El cliente deja el dinero en la silla donde hace unos minutos estaba su ropa y se va. Espinosa comprueba que ha pagado la cantidad acordada y me ayuda a liberarme de las cuerdas. Las marcas en mi piel enrojecida son visibles, escandalosas, pero yo ya apenas siento nada. Espinosa habla poco. Permanece sentado en un rincón y no interfiere en la sesión salvo que yo diga milagros. Si eso ocurre, significa que el cliente está fuera de control y mi ángel de la guarda con pinta de soldado serbio me lo quita de encima con poco esfuerzo.
Esta vez no hay heridas. Podré concertar pronto una nueva sesión. Antes, cuando empecé, lloraba de verdad. Ahora finjo. Esa demostración de sufrimiento complace visiblemente a mis clientes. Me inclino a pensar que si descubrieran que mi dolor es simulado se llevarían una decepción, pero ignoro si saber la verdadera causa de mi llanto, el real, el de aquellas primeras veces, hubiera supuesto una merma en su placer. Porque, a mí, el instrumental que pongo a su disposición jamás me ha hecho llorar. Tengo el cuerpo hecho al dolor. El aprendizaje fue lento y sumamente eficaz. Se produjo a lo largo del tiempo que viví cerca de la única persona de la que me he enamorado. Aquel amor estaba mal.
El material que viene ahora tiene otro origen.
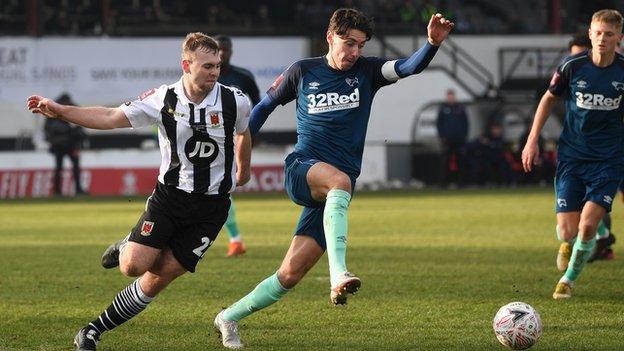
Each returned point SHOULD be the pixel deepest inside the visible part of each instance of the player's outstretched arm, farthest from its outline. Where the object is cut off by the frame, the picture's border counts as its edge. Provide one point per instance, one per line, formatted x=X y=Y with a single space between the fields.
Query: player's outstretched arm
x=260 y=113
x=89 y=117
x=438 y=29
x=243 y=157
x=530 y=153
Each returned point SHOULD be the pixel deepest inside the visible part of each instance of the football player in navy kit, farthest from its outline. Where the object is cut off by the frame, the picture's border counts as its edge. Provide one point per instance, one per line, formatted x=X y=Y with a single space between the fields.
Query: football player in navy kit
x=205 y=145
x=590 y=162
x=334 y=94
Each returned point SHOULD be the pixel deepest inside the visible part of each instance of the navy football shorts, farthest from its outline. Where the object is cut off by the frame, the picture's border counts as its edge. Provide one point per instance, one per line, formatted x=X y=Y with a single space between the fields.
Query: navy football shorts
x=579 y=182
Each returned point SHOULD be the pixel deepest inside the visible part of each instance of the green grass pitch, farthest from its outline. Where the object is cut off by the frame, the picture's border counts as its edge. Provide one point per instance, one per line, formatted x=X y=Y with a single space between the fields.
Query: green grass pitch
x=435 y=265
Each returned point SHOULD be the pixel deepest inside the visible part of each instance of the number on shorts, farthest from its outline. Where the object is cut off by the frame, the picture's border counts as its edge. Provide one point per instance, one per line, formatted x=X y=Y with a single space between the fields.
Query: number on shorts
x=201 y=250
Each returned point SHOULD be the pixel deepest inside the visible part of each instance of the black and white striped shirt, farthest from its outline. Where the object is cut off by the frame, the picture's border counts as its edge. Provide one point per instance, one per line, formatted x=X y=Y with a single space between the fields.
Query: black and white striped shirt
x=196 y=140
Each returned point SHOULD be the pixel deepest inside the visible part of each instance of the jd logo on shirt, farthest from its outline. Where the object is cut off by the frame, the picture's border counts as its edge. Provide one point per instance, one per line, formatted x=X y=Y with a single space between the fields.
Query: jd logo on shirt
x=201 y=149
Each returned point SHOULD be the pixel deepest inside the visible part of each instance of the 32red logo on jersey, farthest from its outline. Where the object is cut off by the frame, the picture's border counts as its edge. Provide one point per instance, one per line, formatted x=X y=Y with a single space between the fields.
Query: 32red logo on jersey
x=146 y=228
x=146 y=94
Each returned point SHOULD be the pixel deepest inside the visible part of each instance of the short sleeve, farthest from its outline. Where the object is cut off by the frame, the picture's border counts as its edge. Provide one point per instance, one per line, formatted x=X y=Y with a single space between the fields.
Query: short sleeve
x=243 y=108
x=145 y=110
x=284 y=88
x=559 y=82
x=375 y=65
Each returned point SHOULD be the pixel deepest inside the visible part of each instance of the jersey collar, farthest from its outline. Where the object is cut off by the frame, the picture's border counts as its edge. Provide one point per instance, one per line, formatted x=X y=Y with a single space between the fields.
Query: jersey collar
x=209 y=100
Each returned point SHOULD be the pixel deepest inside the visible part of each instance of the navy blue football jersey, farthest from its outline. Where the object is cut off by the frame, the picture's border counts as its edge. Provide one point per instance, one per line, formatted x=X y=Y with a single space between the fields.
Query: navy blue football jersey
x=333 y=108
x=593 y=129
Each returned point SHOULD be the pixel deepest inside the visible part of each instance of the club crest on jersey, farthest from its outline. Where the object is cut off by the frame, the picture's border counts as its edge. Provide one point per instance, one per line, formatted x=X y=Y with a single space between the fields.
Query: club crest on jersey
x=146 y=228
x=326 y=102
x=277 y=82
x=174 y=112
x=146 y=94
x=214 y=120
x=555 y=79
x=352 y=81
x=618 y=86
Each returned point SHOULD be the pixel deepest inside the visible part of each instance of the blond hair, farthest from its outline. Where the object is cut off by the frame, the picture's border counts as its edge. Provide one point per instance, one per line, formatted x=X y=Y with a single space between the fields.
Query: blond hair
x=609 y=16
x=198 y=41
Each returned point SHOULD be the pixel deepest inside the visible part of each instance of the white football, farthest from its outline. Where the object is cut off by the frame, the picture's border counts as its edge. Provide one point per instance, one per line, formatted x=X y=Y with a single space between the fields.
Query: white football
x=517 y=325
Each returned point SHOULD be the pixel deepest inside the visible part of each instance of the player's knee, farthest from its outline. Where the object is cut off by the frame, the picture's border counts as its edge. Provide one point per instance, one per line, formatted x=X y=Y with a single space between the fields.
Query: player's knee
x=289 y=277
x=587 y=230
x=566 y=232
x=131 y=270
x=340 y=181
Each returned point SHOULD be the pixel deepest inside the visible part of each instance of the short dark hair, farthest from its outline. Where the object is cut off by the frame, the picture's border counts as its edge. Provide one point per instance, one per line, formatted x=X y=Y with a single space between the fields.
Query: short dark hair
x=343 y=20
x=220 y=38
x=198 y=41
x=580 y=39
x=609 y=16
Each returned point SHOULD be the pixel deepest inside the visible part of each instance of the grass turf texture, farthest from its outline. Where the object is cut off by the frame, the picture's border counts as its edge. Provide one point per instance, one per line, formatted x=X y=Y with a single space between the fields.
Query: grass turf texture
x=436 y=266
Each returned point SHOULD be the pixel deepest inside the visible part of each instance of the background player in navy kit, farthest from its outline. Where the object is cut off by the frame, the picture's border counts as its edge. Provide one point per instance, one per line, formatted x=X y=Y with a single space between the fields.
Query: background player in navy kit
x=198 y=120
x=242 y=79
x=591 y=146
x=334 y=95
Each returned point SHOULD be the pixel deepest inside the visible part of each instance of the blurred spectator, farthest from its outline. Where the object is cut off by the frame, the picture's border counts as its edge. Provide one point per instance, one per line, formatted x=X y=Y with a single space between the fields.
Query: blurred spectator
x=235 y=76
x=544 y=171
x=452 y=127
x=488 y=158
x=65 y=140
x=579 y=43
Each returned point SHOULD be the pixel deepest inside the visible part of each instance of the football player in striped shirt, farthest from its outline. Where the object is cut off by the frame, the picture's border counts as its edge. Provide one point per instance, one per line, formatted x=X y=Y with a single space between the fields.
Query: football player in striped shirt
x=205 y=145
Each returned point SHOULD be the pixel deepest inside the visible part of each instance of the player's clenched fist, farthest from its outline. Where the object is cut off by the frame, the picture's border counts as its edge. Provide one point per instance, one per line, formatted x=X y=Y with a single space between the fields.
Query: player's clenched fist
x=45 y=106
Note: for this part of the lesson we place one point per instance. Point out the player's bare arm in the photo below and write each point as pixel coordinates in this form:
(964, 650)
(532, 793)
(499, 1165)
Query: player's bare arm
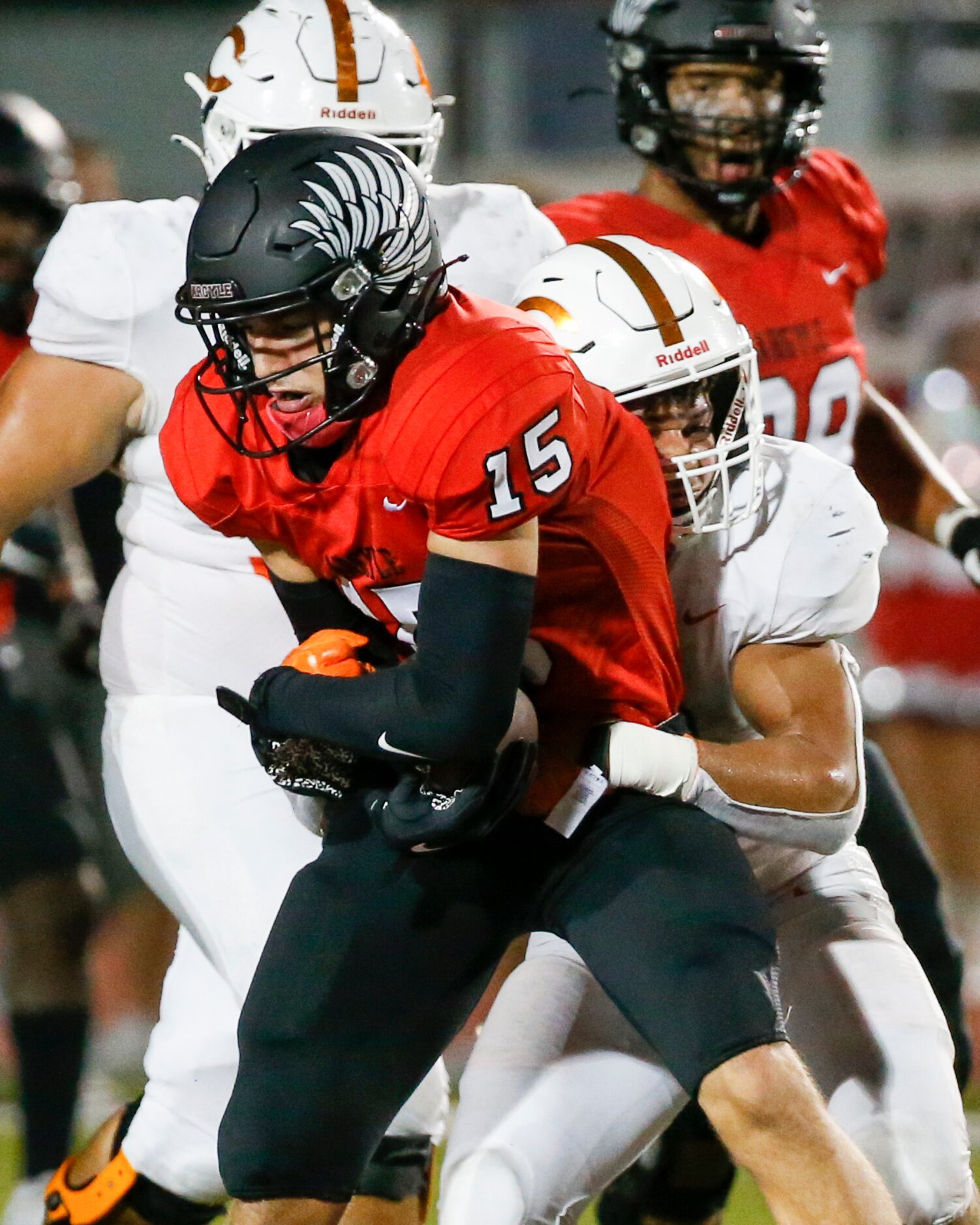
(61, 423)
(800, 701)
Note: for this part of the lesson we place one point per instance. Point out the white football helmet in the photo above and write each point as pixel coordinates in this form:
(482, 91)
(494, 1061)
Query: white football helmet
(316, 64)
(639, 320)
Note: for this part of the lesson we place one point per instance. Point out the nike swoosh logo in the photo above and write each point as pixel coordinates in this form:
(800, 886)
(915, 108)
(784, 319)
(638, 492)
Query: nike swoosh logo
(835, 275)
(382, 743)
(702, 616)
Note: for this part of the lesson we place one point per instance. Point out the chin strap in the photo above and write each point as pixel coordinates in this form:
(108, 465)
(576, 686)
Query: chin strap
(204, 96)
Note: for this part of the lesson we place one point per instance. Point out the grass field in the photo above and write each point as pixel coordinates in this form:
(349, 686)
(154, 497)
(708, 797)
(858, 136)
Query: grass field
(745, 1208)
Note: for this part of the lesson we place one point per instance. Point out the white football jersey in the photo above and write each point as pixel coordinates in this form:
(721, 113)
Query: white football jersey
(106, 294)
(803, 569)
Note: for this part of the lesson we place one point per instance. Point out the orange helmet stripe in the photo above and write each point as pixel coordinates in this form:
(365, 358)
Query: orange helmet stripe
(238, 37)
(647, 284)
(423, 75)
(347, 55)
(554, 310)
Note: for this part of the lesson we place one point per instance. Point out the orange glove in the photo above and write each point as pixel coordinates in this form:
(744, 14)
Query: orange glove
(329, 653)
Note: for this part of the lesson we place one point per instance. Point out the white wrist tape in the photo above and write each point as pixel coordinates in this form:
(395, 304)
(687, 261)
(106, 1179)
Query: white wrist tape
(821, 832)
(651, 761)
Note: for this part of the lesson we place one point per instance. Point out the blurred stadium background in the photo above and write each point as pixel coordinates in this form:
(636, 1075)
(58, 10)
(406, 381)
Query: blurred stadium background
(533, 108)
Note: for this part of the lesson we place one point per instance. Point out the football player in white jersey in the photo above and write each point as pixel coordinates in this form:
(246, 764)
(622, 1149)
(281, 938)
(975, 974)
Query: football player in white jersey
(777, 551)
(196, 815)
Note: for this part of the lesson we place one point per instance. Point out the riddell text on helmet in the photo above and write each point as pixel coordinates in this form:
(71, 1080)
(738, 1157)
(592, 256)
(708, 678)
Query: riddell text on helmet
(689, 351)
(347, 113)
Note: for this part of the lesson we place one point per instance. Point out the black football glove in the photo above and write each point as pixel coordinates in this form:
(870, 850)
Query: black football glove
(429, 809)
(308, 767)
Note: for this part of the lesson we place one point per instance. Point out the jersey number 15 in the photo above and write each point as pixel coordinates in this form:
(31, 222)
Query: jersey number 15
(549, 464)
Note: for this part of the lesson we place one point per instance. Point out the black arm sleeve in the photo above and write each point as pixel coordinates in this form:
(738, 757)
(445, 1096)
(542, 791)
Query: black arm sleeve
(322, 605)
(452, 701)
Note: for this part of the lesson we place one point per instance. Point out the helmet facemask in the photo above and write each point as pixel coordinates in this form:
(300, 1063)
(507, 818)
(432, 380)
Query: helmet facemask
(358, 330)
(701, 483)
(663, 127)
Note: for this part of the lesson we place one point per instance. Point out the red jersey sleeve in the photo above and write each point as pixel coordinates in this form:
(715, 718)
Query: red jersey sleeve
(500, 438)
(202, 467)
(850, 195)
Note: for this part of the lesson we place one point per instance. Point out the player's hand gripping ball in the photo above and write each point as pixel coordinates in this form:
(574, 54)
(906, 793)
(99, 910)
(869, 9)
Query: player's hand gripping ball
(329, 653)
(316, 768)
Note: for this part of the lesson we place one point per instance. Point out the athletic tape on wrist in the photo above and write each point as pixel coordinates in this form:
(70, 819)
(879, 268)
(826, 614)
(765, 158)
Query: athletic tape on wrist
(650, 760)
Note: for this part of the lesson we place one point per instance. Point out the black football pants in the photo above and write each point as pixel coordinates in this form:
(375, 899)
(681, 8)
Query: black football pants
(378, 958)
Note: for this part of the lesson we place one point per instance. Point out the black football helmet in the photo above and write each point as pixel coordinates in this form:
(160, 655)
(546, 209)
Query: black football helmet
(647, 38)
(322, 222)
(36, 185)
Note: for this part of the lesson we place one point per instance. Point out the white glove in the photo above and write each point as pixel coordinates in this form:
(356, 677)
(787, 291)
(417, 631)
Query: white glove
(649, 760)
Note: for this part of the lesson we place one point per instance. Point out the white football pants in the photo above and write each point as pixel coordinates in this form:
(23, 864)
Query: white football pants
(560, 1094)
(211, 836)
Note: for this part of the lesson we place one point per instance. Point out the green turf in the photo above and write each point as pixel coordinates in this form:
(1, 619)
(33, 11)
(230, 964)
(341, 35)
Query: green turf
(745, 1207)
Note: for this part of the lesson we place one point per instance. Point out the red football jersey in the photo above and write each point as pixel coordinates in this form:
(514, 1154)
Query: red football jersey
(794, 293)
(488, 424)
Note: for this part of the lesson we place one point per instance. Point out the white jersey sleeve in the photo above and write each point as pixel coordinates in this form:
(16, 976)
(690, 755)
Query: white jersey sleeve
(830, 580)
(498, 228)
(106, 294)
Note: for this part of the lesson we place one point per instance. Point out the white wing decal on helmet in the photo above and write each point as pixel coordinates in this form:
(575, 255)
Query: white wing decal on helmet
(629, 15)
(369, 204)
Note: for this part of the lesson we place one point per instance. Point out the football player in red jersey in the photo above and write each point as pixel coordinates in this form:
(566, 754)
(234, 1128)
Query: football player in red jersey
(720, 98)
(436, 461)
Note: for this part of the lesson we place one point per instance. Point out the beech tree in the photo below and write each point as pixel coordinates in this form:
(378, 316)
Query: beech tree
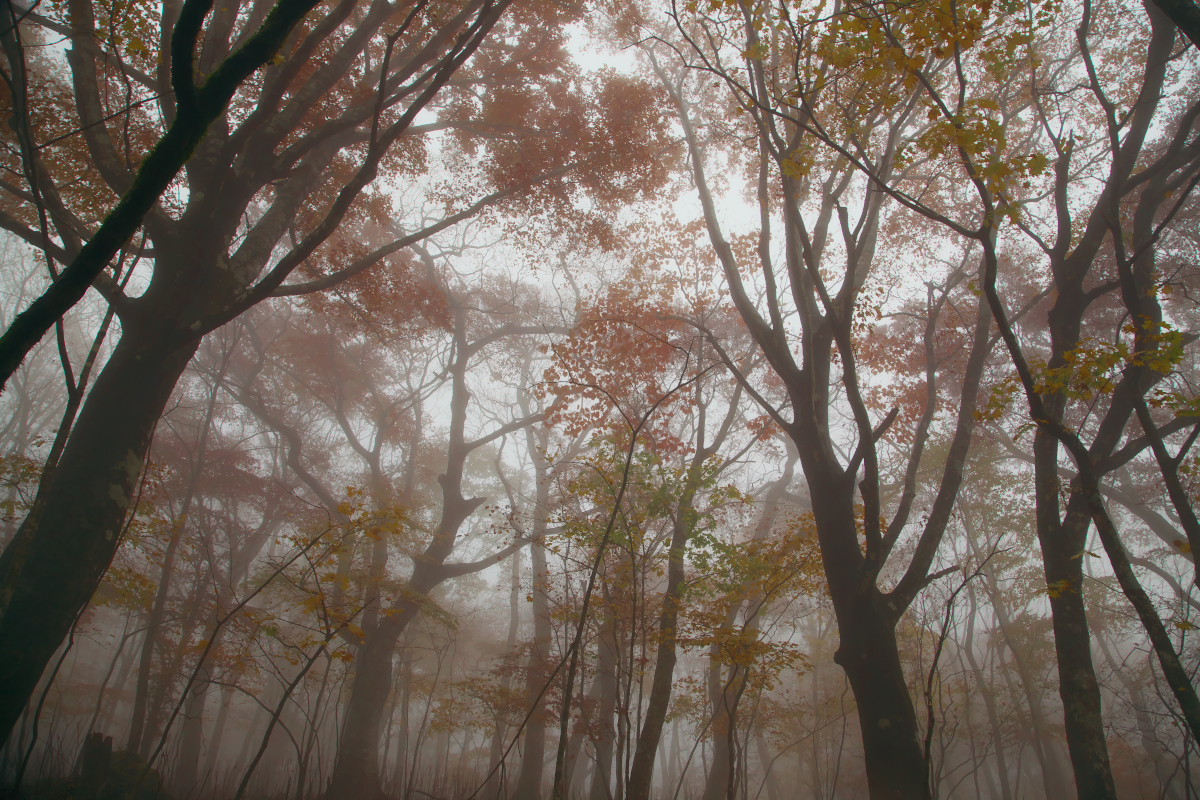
(304, 152)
Así lo asumimos ambas, aunque ni siquiera hablamos de ello porque eso hubiera significado concederle el privilegio de conquistar nuestro lenguaje. Estaba prohibido. Era pecado. Así que, cada vez que en un descuido rozaba sus dedos cuando amasábamos harina para galletas o habíamos estado tan cerca como para respirar su aliento al ponernos el abrigo en la entrada antes de salir a comprar, al llegar la noche me apretaba el cilicio alrededor del muslo y esperaba hasta que la culpa se marchitara.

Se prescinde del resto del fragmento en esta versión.